The brutal crimes have rocked Ruse, where murders are rare. Last year, there were only five murders in the small town of about 150,000 inhabitants. Across Bulgaria, which has a population of just over 7 million, police recorded 260 killings.

In 2016, there was 1.1 homicides per 100,000 population in Bulgaria. In the United States, the murder rate in 2016 was 5.3 per 100,000.

Bulgaria has been ranked among the most corrupt nations in the European Union and among the worst in terms of freedom of the press. More than 10 years after joining the bloc, he reported only limited progress in the fight against corruption.

The Center for the Study of Democracy, based in Sofia, presented in a report last year the portrait of a state so torn by corruption that one-third of adults, either 1.3 million people reportedly participated in corruption. transaction, such as paying or receiving a bribe.

According to a report published in 2016 by the research organization RAND Europe, the country loses between 7 and 12 billion dollars every year because of corruption, one-fifth of its gross domestic product.

At the same time, the number of independent media reporting corruption has decreased. The Union of Publishers in Bulgaria, in According to a report published in May, "the growing collusion between publishers, oligarchs and political parties over the past decade has resulted in a significant decline in press freedom".

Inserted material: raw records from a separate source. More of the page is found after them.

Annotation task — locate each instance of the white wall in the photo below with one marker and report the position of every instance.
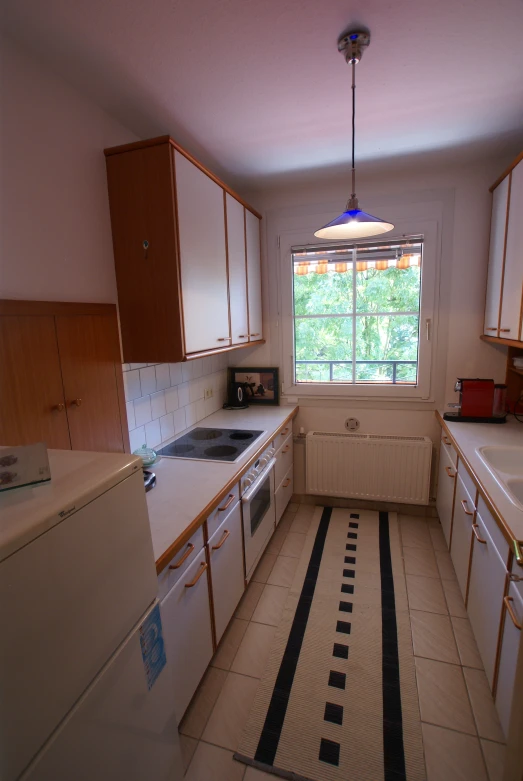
(55, 234)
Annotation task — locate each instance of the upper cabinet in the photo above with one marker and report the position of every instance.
(503, 307)
(187, 256)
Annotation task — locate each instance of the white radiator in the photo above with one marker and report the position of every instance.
(368, 466)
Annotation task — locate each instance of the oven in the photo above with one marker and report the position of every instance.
(258, 508)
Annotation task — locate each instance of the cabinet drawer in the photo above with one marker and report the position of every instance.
(283, 494)
(222, 511)
(180, 563)
(284, 458)
(186, 619)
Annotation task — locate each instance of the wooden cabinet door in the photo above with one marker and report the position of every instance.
(226, 557)
(237, 270)
(32, 404)
(513, 273)
(252, 233)
(203, 264)
(445, 497)
(186, 620)
(89, 355)
(496, 258)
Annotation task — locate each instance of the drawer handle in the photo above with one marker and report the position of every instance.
(227, 504)
(475, 529)
(198, 575)
(226, 533)
(510, 611)
(190, 548)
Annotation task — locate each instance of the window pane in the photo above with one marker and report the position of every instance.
(318, 294)
(390, 290)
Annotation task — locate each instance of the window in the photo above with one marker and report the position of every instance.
(357, 314)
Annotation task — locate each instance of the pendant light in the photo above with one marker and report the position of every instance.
(353, 223)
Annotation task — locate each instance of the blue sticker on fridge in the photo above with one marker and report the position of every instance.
(153, 647)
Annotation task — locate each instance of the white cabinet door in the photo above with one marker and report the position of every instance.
(513, 275)
(252, 232)
(237, 270)
(510, 642)
(203, 264)
(228, 581)
(496, 256)
(445, 498)
(461, 544)
(186, 619)
(486, 589)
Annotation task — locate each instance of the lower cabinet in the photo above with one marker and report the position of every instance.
(227, 575)
(186, 619)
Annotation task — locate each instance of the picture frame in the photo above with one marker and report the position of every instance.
(261, 384)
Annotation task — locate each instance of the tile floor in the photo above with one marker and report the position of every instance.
(461, 733)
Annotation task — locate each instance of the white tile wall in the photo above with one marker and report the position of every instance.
(164, 399)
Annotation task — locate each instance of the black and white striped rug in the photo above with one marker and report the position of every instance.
(338, 699)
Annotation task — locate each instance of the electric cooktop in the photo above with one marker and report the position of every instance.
(211, 444)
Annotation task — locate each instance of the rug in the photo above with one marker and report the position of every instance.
(338, 699)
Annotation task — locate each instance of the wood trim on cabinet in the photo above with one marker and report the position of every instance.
(117, 150)
(201, 518)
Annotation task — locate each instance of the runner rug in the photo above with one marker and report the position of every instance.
(338, 699)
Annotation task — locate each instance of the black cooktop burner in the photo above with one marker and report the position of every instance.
(211, 444)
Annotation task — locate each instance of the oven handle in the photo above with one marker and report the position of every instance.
(247, 496)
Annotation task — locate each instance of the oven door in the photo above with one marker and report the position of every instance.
(258, 516)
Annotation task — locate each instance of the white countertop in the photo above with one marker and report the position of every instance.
(471, 436)
(185, 487)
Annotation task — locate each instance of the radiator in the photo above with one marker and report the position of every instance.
(369, 466)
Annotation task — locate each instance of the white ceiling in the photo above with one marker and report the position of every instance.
(257, 87)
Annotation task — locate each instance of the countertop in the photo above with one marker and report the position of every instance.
(470, 436)
(186, 491)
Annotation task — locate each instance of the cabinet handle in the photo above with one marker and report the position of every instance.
(475, 529)
(190, 548)
(198, 575)
(227, 504)
(510, 611)
(226, 534)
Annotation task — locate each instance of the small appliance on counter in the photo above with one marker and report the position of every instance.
(480, 401)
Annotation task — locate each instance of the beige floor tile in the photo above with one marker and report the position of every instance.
(263, 570)
(483, 708)
(249, 601)
(188, 747)
(293, 545)
(445, 565)
(432, 637)
(254, 650)
(199, 710)
(211, 763)
(282, 573)
(426, 594)
(451, 756)
(270, 605)
(454, 599)
(466, 642)
(231, 711)
(494, 754)
(443, 696)
(230, 642)
(420, 561)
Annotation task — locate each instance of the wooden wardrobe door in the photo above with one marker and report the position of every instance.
(32, 404)
(90, 355)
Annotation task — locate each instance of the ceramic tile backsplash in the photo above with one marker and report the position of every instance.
(164, 399)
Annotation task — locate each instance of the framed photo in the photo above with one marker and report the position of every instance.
(260, 385)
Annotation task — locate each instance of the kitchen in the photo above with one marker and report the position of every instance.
(88, 241)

Teodor Zahov, chairman of the organization, said in a statement that "the pressure on the independent media has been systematic for 10 years."

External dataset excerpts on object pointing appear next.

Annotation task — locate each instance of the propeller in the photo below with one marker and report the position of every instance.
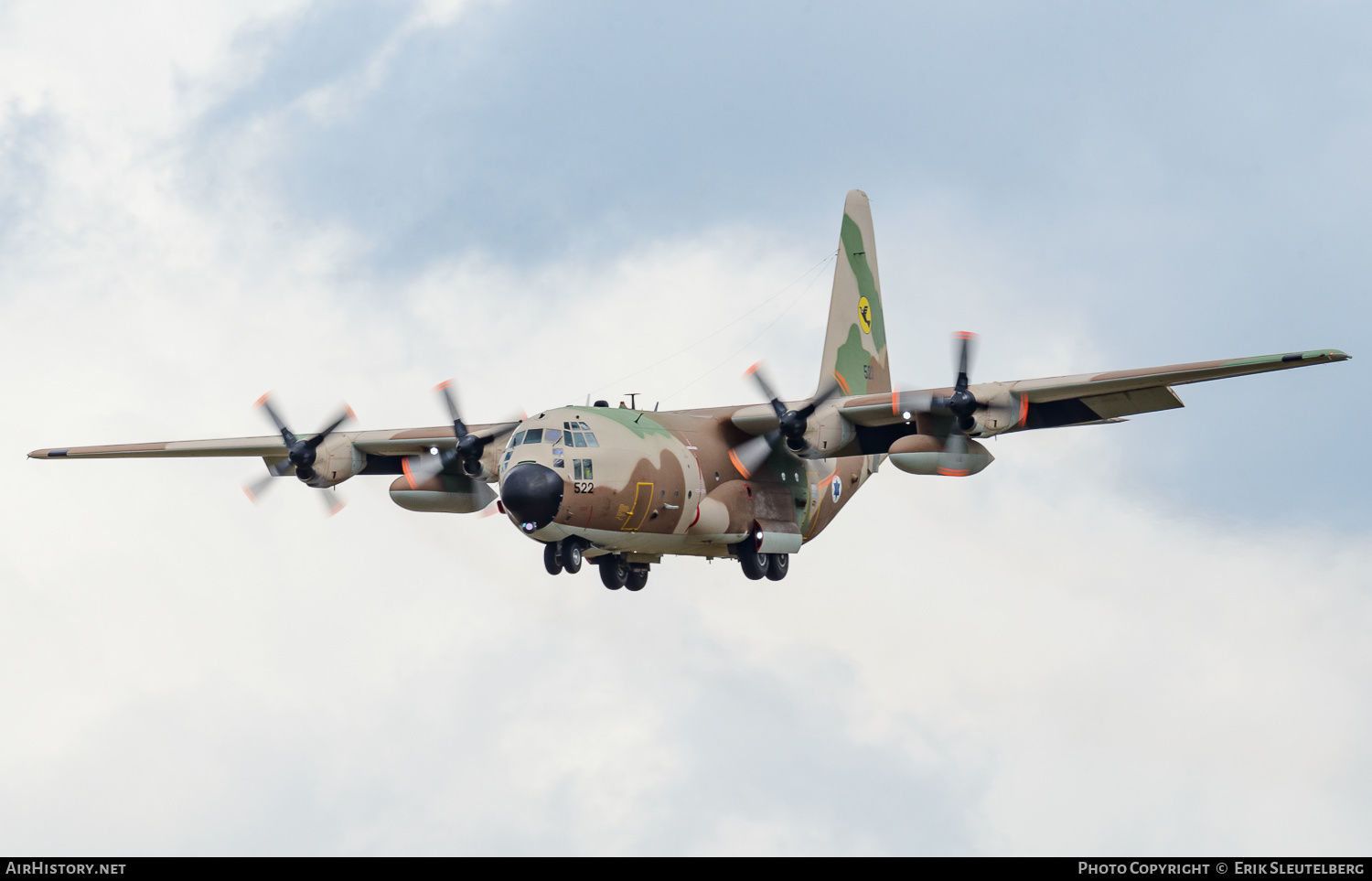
(299, 455)
(963, 403)
(466, 452)
(790, 425)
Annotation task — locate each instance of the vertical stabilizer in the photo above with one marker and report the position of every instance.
(855, 343)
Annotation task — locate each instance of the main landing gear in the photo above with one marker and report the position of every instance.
(756, 565)
(615, 571)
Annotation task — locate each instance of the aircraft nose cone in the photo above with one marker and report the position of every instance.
(532, 493)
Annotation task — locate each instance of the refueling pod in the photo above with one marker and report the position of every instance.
(442, 493)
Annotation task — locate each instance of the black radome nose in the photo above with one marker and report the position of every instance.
(532, 493)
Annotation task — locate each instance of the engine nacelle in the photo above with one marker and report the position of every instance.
(925, 455)
(444, 493)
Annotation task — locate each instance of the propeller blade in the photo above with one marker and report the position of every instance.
(825, 394)
(966, 340)
(345, 416)
(751, 455)
(258, 488)
(445, 390)
(501, 431)
(265, 403)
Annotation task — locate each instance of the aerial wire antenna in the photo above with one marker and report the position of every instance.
(752, 340)
(718, 331)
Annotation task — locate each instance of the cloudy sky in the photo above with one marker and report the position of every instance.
(1142, 639)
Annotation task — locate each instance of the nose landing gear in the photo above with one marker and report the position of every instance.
(616, 573)
(564, 554)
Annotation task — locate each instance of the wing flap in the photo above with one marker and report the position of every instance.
(1130, 403)
(1087, 398)
(391, 442)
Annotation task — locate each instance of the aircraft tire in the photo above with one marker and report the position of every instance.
(614, 571)
(754, 563)
(551, 560)
(571, 554)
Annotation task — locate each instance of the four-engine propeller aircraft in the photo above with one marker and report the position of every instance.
(623, 488)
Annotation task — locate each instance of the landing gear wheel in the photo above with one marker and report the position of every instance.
(614, 571)
(551, 560)
(571, 554)
(754, 563)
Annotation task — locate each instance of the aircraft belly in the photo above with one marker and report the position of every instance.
(620, 541)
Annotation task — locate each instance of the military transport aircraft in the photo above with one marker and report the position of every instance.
(622, 486)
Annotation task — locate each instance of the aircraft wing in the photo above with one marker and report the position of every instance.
(1083, 398)
(395, 442)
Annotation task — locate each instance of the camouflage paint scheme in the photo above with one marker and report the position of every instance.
(664, 483)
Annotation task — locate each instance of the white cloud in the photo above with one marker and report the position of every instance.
(1026, 661)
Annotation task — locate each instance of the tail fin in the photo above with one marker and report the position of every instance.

"It's so sophisticated and not very transparent that some people do not understand it and others do not believe it," he said.

In this gloomy environment, the concern of the international community following the murder of Ms. Marinova – particularly in the European Union, which prided itself on supporting freedom of the press – has changed rapidly.

"We need to quickly determine whether the murder is linked to Marinova's research on the misuse of US funds," said Sven Giegold, German member of the European Parliament. "Freedom of the press is seriously threatened in Europe if the research on corruption ends in death".

The assassinations of Mr Kuciak in Slovakia and Mrs Caruana Galizia in Malta have alarmed the Continent. A new group of declared populist leaders in the region used increasingly harsh language to attack journalists, especially those who were investigating corruption.

In February, 27-year-old Kuciak and his 27-year-old fiancée Martina Kusnirova were shot dead after starting to make connections between top government officials and organized crime. Police said the murders were related to Mr. Kuciak's work. They have recently arrested several people suspected of involvement, including a man who, according to the authorities, was a clubbed man. He was identified last week as Tomas Szabo, a former police officer who spent nine years in the police but was reported to have financial difficulties.

Follow Marc Santora on Twitter: @MarcSantoraNYT.

Boryana Dzhambazova contributed to the report from Sofia, Bulgaria; and Miroslava Germanova from Bratislava, Slovakia.